Reactions of CH₂=CHBr and CH₃CHBr₂ on Cu(100) and O/Cu(100)

Temperature-programmed reaction/desorption (TPR/D) and reflection-absorption infrared spectroscopy (RAIRS) have been employed to study the reactions of CH₂=CHBr and CH₃CHBr₂ on Cu(100) and O/Cu(100). In the TPR/D study, CH₂=CH - CH=CH₂ is the sole product detected from the reaction of CH₂=CHBr adsorbed on Cu(100) and featured by complex, coverage-dependent thermal desorption profiles (∼220-380 K). The preadsorbed oxygen can modify the evolution behavior of 1,3-butadiene from the CH₂=CHBr reaction but has no influence on the main 1,3-butadiene formation at 265 K. Moreover, the surface oxygen participates in the CH₂=CHBr reaction, forming an intermediate of >C=C=O, as well as additional products of H₂O, C₂H₂, CO, and CO₂, presumably via H-abstraction. New reaction pathways, which are otherwise not observed in the TPR/D study, are opened when CH₂=CHBr impinges on Cu(100) at high temperatures.
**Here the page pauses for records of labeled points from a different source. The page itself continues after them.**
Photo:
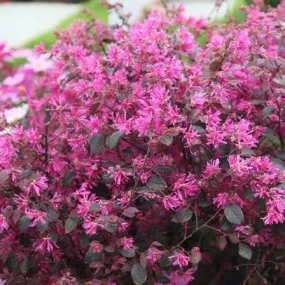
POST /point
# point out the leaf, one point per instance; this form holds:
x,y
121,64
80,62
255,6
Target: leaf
x,y
269,133
278,162
12,261
67,178
52,215
127,252
91,256
71,224
163,168
266,112
224,149
84,240
244,251
42,227
183,216
163,280
234,214
156,182
113,139
247,151
144,189
225,224
130,212
248,194
139,274
204,203
110,227
166,139
95,207
25,265
24,223
96,143
165,261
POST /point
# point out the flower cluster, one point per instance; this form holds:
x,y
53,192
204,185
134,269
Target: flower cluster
x,y
139,155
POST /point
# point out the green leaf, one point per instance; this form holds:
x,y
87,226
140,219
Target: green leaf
x,y
71,224
67,178
91,256
24,223
244,251
183,216
234,214
139,274
113,139
25,265
156,182
52,215
96,143
127,252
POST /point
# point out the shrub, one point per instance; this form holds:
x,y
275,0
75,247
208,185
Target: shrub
x,y
132,155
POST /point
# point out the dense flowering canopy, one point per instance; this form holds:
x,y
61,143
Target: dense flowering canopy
x,y
137,155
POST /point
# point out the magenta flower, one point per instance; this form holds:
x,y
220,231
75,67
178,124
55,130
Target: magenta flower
x,y
180,259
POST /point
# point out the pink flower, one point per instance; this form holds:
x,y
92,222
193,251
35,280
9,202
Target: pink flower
x,y
14,80
38,185
127,243
36,216
171,202
96,246
153,255
119,175
181,278
3,223
39,63
180,259
45,245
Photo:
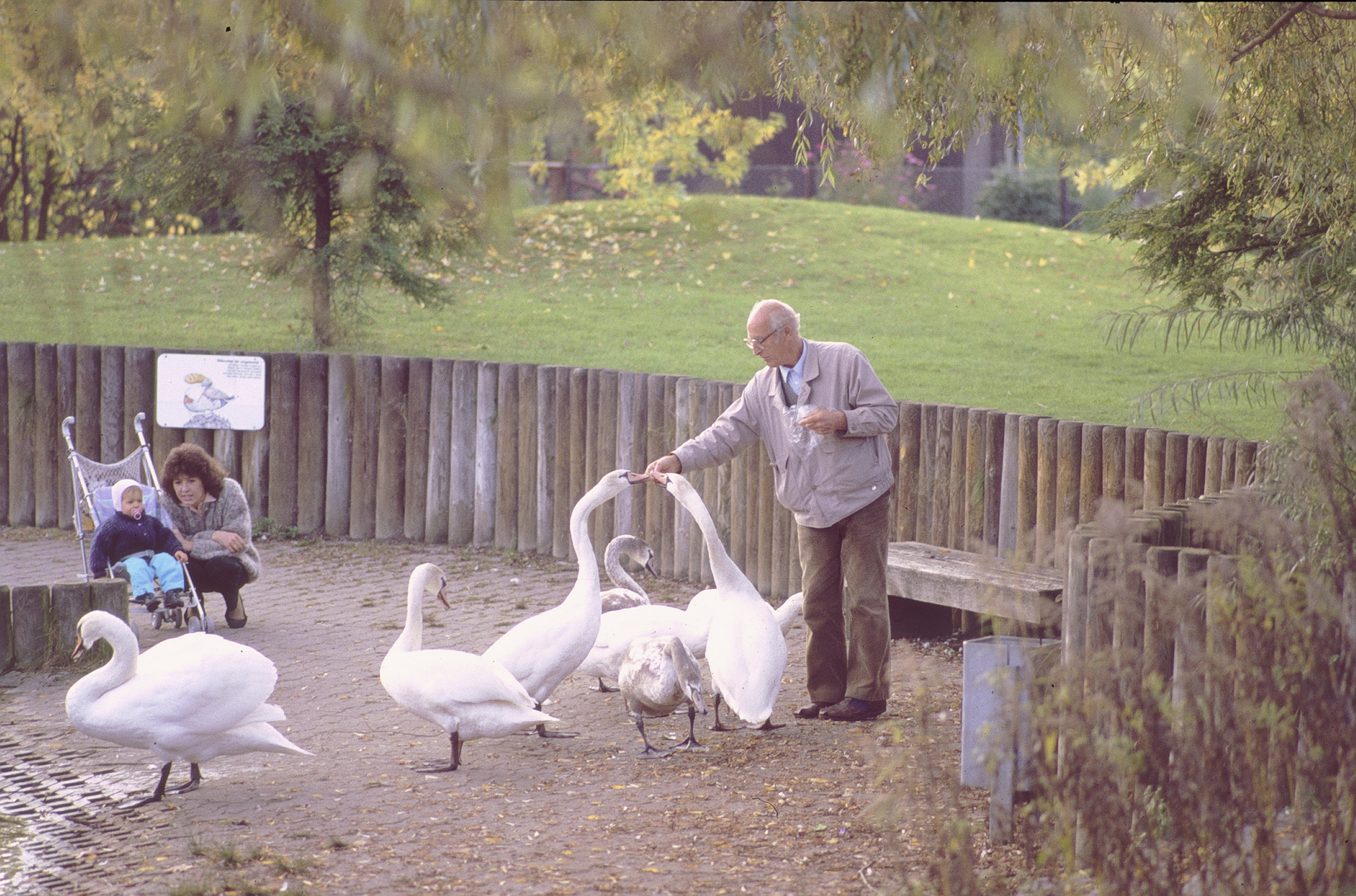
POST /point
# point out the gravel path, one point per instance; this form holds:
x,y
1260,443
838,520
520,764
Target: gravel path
x,y
761,812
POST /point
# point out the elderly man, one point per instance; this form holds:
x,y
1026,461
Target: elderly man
x,y
823,415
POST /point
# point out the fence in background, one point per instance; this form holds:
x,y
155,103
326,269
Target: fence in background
x,y
495,455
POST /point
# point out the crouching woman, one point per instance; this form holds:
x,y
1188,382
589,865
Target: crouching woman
x,y
212,518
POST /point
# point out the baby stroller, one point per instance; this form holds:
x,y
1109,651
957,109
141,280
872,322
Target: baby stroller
x,y
92,485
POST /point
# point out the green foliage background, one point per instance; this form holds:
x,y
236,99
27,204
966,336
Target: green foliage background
x,y
985,314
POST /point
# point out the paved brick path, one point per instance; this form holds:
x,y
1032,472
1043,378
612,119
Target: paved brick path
x,y
761,812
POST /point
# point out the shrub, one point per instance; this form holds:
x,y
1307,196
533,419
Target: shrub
x,y
1022,194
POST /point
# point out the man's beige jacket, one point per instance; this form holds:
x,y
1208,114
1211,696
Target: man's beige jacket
x,y
821,479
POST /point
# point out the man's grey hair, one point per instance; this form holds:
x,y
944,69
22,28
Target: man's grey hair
x,y
778,314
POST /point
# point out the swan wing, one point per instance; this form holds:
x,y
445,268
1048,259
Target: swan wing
x,y
198,682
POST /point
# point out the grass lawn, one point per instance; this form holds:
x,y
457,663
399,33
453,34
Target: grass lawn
x,y
983,314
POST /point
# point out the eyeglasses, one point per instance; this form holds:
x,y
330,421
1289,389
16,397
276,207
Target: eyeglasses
x,y
754,344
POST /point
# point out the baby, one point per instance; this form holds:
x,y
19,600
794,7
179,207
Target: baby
x,y
143,545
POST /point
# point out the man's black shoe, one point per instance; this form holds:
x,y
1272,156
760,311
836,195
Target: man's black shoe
x,y
853,709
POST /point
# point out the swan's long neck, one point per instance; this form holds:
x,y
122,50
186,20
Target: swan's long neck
x,y
723,570
411,639
618,575
117,671
588,586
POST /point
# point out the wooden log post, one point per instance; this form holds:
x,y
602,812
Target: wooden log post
x,y
996,436
89,395
22,423
111,596
1135,466
418,397
1195,465
506,460
671,507
907,485
528,457
682,522
975,449
958,502
48,446
609,396
656,448
578,457
1214,462
487,453
1244,461
4,434
1028,479
1047,480
940,533
366,421
70,602
284,434
1007,487
139,395
1114,462
1155,462
1174,468
564,445
339,397
110,404
30,624
312,441
1089,472
1071,474
438,489
66,408
928,474
627,455
547,377
389,500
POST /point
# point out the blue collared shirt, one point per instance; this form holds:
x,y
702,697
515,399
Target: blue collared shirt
x,y
795,376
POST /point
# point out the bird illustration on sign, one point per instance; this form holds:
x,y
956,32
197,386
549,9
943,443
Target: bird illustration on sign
x,y
203,400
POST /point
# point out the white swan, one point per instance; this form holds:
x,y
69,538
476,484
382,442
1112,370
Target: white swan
x,y
544,648
620,628
188,699
466,694
656,675
744,648
628,592
703,605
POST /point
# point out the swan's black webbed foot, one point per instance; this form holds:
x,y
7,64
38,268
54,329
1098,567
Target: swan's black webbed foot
x,y
192,784
155,795
456,757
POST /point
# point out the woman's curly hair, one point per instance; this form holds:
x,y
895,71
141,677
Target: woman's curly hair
x,y
190,460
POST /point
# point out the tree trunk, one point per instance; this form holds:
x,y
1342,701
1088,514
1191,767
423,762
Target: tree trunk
x,y
11,166
498,201
49,186
25,187
322,309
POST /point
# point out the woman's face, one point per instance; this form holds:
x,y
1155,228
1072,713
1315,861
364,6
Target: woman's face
x,y
190,491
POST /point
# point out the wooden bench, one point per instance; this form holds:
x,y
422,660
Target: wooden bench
x,y
974,582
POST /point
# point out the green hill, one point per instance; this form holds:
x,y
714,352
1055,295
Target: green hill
x,y
983,314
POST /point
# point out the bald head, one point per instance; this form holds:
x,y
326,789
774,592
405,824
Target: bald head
x,y
774,333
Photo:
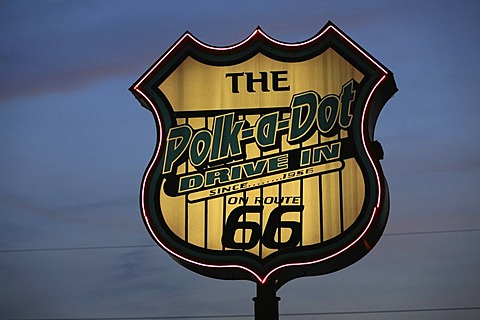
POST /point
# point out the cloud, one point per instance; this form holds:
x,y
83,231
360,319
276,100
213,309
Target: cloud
x,y
55,46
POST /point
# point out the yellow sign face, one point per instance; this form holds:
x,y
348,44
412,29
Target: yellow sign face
x,y
265,165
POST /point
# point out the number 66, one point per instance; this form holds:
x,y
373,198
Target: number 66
x,y
274,223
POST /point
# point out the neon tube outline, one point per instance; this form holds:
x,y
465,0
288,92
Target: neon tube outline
x,y
157,152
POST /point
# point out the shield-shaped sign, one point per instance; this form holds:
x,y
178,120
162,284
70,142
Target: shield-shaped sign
x,y
265,165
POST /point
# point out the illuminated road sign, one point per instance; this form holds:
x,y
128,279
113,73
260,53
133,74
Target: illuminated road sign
x,y
265,164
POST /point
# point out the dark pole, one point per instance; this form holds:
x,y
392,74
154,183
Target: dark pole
x,y
266,302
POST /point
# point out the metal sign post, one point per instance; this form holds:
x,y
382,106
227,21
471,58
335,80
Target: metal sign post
x,y
266,302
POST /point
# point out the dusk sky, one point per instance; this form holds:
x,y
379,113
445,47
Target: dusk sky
x,y
75,143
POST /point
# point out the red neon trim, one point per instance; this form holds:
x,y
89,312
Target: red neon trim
x,y
157,153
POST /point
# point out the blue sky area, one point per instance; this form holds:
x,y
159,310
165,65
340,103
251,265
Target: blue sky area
x,y
75,143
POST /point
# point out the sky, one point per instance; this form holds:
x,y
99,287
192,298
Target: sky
x,y
75,143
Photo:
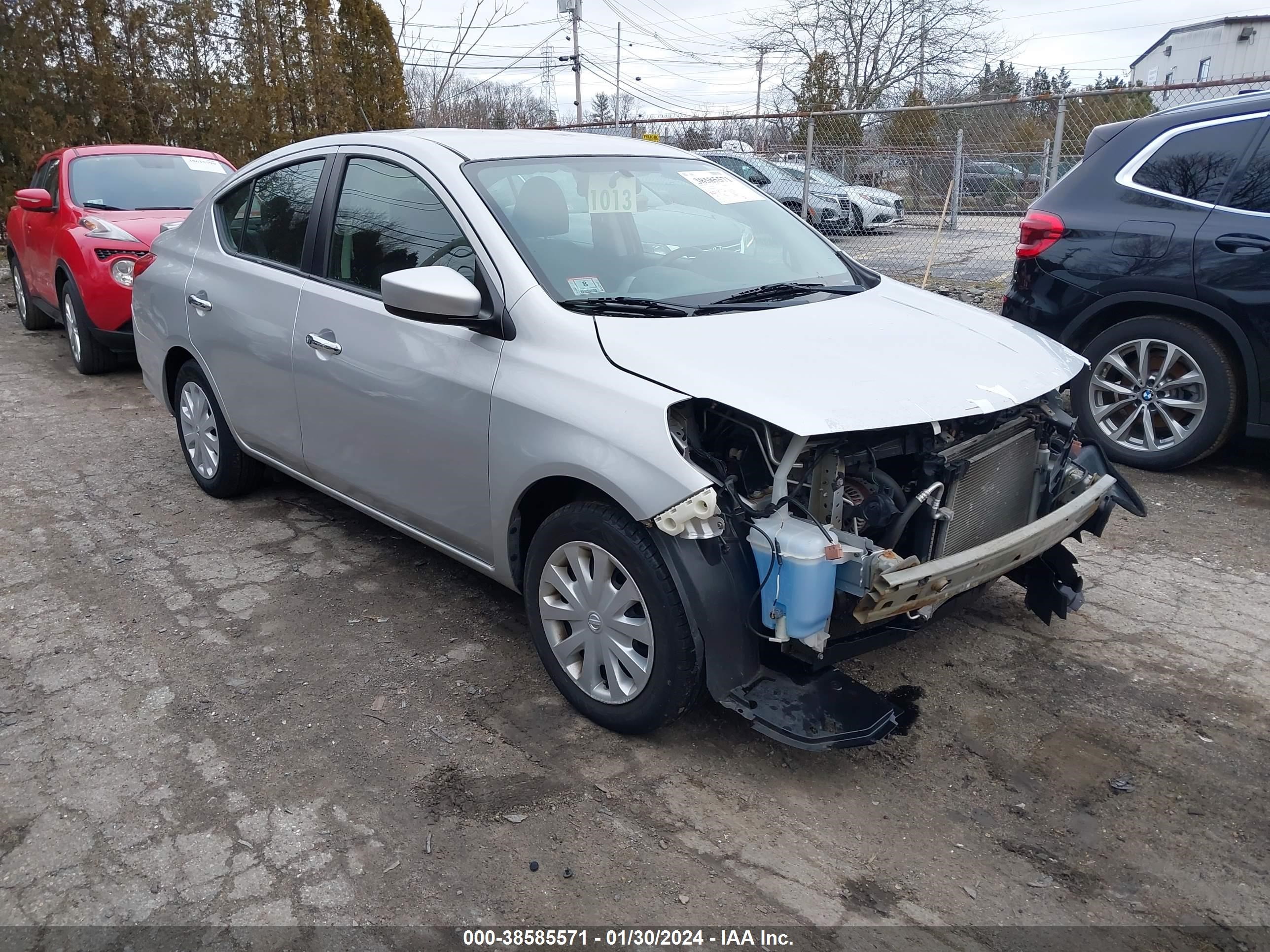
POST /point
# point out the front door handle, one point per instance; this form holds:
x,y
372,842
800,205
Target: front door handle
x,y
322,344
1244,244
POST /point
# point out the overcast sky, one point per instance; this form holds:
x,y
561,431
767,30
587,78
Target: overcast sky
x,y
690,55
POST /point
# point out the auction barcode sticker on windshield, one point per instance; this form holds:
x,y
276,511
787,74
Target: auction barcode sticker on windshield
x,y
197,164
722,187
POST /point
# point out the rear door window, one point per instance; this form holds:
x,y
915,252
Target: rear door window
x,y
1197,164
1251,192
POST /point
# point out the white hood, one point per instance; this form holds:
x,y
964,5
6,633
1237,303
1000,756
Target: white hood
x,y
887,357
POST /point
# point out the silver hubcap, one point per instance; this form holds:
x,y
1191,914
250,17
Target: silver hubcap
x,y
199,431
596,622
1147,395
18,292
71,325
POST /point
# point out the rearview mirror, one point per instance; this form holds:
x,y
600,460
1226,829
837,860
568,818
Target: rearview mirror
x,y
435,295
35,200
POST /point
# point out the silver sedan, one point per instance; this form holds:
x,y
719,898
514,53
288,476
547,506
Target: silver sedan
x,y
711,451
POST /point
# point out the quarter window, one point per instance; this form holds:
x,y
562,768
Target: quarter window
x,y
268,217
388,220
1251,193
1197,164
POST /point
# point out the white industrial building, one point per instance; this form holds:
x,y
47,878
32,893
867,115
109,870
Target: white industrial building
x,y
1233,47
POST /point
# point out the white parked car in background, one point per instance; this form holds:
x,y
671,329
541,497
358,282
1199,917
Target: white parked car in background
x,y
863,207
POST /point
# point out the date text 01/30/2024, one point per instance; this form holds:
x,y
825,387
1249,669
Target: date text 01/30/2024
x,y
620,938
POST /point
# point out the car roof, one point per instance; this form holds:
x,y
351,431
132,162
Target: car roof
x,y
78,151
1247,102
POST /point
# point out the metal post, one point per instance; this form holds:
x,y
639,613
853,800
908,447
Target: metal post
x,y
1058,142
577,59
807,167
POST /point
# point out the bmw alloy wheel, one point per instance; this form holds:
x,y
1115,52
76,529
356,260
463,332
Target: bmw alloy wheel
x,y
199,431
71,325
596,622
21,292
1147,395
At 500 K, H₂, C₂H₂, and C₂H₄ are generated from the incident CH₂=CHBr molecules upon Cu(100). The reaction of adsorbed CH₃CHBr₂ on Cu(100) only forms CH₃CH=CHCH₃ in TPR/D experiments. This product can be generated at the surface temperature as low as 120 K. Preadsorbed oxygen on Cu(100) can increase the 2-butene formation to 190 K, the peak temperature. An additional product of CH₃CHO is also formed, but its amount is small. Apparently, preadsorbed oxygen on Cu(100) has different effects on the reaction pathways for the adsorbed CH₂=CHBr and CH₃CHBr₂.